Presently, the role of snoRNAs in the mechanism in CRC remained unknown. The early reports show related pathways of CRC may play key roles in the development of tumorigenesis. For instance, GAS5-derived snoRNAs have a link with p53 levels in colorectal tissue, which indicates that GAS5-derived snoRNAs play an important role in p53-associated signaling pathways in colorectal cancer (CRC) [30]. The expression levels of small nucleolar RNA host gene 15 (SNHG15) may be involved in the NF-κB signaling pathway, induce the epithelial-mesenchymal transition process, and promote renal cell carcinoma invasion and migration [31]. The small nucleolar RNA host gene 1 (SNHG1)/miR-140/TLR4/NF-κB signaling axis plays a crucial role in cholangiocarcinoma tumorigenesis and progression [32]. Here, SNORA71A targeted LBP participated in NF-kappa B signaling pathway and Toll-like receptor signaling pathway. SNORA71A targeted LEP participated in the Jak-STAT signaling pathway. These results imply that SNORA71A may participate in the occurrence and development of CRC.

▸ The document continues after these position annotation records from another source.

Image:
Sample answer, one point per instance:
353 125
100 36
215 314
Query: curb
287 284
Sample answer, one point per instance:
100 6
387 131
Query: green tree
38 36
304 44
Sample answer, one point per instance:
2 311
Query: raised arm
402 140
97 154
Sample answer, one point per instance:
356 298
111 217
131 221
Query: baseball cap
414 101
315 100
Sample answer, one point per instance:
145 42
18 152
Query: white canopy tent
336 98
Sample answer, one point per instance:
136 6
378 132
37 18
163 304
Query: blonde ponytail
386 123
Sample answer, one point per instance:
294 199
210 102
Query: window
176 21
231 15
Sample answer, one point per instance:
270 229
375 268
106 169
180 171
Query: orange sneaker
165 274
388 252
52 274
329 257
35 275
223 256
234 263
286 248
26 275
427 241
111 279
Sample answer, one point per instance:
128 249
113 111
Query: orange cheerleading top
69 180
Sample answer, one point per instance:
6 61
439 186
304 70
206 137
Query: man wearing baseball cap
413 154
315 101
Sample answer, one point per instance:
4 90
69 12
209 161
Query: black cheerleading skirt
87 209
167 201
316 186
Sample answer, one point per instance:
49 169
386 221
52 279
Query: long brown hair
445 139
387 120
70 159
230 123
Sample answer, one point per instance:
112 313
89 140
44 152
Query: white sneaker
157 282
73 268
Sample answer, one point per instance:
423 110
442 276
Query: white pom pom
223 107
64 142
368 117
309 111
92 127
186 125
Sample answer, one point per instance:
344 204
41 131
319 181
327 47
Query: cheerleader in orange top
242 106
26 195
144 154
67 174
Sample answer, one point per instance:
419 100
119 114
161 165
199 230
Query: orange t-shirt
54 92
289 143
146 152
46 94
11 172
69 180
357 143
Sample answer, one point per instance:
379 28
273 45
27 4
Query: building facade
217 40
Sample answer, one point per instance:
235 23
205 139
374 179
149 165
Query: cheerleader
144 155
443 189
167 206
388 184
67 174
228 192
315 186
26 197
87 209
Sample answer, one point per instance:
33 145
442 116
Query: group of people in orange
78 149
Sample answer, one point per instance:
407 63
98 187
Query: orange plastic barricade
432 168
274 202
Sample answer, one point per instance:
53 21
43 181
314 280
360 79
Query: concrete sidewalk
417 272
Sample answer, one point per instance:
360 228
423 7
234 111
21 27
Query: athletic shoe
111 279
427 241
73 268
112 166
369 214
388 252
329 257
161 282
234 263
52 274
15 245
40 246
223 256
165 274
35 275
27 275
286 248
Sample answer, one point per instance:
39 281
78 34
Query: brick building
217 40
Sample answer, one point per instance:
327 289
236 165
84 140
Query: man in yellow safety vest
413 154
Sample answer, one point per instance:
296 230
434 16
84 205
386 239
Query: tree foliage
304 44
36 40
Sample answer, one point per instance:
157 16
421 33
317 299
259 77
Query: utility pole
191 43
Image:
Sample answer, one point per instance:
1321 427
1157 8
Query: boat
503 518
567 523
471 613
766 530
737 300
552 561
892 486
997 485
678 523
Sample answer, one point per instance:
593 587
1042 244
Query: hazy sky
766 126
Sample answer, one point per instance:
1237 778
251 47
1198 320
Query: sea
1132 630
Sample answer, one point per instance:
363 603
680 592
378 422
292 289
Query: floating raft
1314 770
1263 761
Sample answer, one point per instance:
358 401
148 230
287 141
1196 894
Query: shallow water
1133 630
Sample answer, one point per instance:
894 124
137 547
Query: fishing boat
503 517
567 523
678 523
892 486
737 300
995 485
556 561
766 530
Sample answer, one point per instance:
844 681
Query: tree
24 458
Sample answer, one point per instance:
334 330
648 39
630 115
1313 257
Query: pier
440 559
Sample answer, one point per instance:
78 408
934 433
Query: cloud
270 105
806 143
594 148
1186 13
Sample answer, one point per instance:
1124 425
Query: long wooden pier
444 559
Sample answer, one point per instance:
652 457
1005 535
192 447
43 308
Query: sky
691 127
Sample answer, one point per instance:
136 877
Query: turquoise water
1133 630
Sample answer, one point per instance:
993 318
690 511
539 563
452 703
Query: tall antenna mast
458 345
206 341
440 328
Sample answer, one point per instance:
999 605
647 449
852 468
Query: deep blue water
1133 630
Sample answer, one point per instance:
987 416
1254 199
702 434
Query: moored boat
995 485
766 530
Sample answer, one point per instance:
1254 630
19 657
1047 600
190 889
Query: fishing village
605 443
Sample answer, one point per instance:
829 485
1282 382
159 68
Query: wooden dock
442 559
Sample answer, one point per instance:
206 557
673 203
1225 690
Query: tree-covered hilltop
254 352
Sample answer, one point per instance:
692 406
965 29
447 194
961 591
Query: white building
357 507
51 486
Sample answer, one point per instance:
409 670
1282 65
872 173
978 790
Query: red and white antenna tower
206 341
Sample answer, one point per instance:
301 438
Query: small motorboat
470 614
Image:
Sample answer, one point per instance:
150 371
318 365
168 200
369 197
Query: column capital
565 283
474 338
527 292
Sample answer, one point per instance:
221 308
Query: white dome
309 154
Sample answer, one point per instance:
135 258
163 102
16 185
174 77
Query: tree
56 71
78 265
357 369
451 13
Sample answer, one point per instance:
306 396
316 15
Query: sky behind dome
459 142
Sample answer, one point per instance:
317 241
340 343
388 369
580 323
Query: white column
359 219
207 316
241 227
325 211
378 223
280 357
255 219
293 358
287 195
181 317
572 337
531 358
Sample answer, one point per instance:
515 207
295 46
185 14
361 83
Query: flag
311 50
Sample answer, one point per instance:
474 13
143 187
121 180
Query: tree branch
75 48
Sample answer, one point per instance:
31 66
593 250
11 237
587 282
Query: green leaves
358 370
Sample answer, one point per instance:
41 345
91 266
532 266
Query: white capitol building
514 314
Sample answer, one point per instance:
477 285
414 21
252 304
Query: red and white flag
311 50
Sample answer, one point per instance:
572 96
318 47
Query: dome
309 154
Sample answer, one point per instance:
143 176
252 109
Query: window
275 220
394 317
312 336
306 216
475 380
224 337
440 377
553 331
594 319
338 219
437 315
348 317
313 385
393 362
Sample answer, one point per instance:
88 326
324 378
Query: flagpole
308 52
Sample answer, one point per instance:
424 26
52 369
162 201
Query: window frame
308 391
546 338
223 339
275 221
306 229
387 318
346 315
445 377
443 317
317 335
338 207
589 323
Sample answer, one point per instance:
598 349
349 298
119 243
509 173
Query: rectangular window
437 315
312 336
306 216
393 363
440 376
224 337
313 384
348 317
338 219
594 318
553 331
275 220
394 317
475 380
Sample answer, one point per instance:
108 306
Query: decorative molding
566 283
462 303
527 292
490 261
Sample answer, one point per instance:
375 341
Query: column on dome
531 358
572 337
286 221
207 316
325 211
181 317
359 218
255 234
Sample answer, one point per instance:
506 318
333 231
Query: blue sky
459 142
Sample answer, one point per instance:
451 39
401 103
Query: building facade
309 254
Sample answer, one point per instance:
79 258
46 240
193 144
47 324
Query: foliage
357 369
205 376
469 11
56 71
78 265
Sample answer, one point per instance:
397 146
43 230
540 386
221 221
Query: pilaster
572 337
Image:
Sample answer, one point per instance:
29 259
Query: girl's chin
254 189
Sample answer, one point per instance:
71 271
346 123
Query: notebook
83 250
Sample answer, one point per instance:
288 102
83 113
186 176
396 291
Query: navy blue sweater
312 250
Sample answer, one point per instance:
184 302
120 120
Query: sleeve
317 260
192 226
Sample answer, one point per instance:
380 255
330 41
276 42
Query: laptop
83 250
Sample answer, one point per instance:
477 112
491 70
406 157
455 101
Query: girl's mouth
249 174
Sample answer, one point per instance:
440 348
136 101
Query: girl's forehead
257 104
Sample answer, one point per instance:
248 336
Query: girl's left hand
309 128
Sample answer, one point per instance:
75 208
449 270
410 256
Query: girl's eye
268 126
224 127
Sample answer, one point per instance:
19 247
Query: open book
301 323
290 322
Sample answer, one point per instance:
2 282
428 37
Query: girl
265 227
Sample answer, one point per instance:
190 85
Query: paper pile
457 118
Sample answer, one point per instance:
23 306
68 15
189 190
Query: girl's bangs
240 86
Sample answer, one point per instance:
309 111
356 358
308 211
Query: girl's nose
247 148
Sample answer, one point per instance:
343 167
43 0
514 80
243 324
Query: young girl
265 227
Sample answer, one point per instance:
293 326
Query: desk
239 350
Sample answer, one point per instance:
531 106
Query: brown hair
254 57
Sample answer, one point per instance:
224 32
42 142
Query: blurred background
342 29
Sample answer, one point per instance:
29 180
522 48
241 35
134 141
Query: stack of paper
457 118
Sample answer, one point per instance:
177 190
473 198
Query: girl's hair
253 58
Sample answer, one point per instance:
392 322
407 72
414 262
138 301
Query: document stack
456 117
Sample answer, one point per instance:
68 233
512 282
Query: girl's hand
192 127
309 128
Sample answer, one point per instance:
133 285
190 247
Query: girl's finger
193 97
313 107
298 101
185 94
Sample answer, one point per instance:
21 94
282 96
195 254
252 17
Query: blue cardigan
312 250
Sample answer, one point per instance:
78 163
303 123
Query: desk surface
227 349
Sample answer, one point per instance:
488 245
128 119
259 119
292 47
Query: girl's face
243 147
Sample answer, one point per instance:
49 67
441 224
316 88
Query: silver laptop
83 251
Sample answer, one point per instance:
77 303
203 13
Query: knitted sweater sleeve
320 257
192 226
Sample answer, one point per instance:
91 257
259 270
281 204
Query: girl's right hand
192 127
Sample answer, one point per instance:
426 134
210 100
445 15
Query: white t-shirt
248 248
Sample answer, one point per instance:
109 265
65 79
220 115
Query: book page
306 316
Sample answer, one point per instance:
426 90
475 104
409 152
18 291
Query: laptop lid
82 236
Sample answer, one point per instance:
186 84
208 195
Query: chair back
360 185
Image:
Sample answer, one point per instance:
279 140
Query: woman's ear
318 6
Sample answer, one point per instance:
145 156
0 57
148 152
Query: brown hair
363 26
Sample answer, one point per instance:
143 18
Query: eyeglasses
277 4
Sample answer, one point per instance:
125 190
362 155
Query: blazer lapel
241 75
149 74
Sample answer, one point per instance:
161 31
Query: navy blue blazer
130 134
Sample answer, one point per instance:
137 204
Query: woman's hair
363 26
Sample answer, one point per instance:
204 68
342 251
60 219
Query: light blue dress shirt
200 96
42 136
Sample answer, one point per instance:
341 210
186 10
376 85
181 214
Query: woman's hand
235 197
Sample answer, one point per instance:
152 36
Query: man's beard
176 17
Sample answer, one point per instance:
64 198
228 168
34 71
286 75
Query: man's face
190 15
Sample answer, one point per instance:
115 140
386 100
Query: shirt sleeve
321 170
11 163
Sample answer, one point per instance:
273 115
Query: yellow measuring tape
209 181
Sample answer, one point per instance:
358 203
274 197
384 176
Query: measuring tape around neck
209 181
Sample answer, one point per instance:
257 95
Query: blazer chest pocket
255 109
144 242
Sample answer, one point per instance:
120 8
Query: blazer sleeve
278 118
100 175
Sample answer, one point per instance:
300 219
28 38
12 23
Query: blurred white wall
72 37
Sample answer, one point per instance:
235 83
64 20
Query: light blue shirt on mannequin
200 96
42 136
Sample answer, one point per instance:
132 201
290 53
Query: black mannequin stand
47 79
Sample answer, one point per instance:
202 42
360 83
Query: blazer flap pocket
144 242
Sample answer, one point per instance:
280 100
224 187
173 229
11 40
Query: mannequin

The intron encoded snoRNAs, in most cases, their expression levels are determined by transcription of host genes [33]. Therefore, the transcription between snoRNA and their host genes might be synchronous. The SNORA71A is located in the third intron of SNHG17; thus, the transcription of SNORA71A might be synchronized to SNHG17. According to the report, SNHG17 is upregulated in CRC tissues and leads to enhancement of the CRC cell proliferation through knocking down P57, suggesting expression of SNORA71A is upregulated in CRC ([34]), whereas the recent study shows the transcription of SNORA71A in NSCLC tissues is independent from its host gene SNHG17 [29]. The link between transcriptions of SNORA71A and SNHG17 needs to be further investigated in CRC

In investigating a connection between snoRNAs and tumorigenesis, the reports indicate snoRNAs are aberrantly expressed and play important roles in CRC. For instance, SNORA42 overexpression results in enhancment of cell proliferation, migration, invasion, anoikis resistance, and tumorigenicity in CRC cells [15]. SNORA21 expression inhibition mediated by CRISPR/Cas9 inhibits cell proliferation and invasion in CRC cells [35]. However, the effect of snoRNAs on initiation and progress in CRC. Here, we further determined in vitro functional significance of SNORA71A in CRC cell lines remains unknown. SNORA71A is required for efficient proliferation, migration, and invasion of CRC cells. Our results indicated that SNORA71A knockdown cells led to a significant inhibition of cell proliferation, migration, and invasion in HT-29. Moreover, SNORA71A overexpression facilitated cell proliferation, migration, and invasion ability in SW480 cells. All these findings further suggested that SNORA71A might serve as an oncogene in CRC.

In conclusion, this study presented differentially expressed profile of snoRNAs in CRC via small RNA sequencing. The SNORA71A was significantly upregulated in CRC tissues and cells. SNORA71A acted as an oncogene and promoted proliferation, migration, and invasion ability of CRC cells.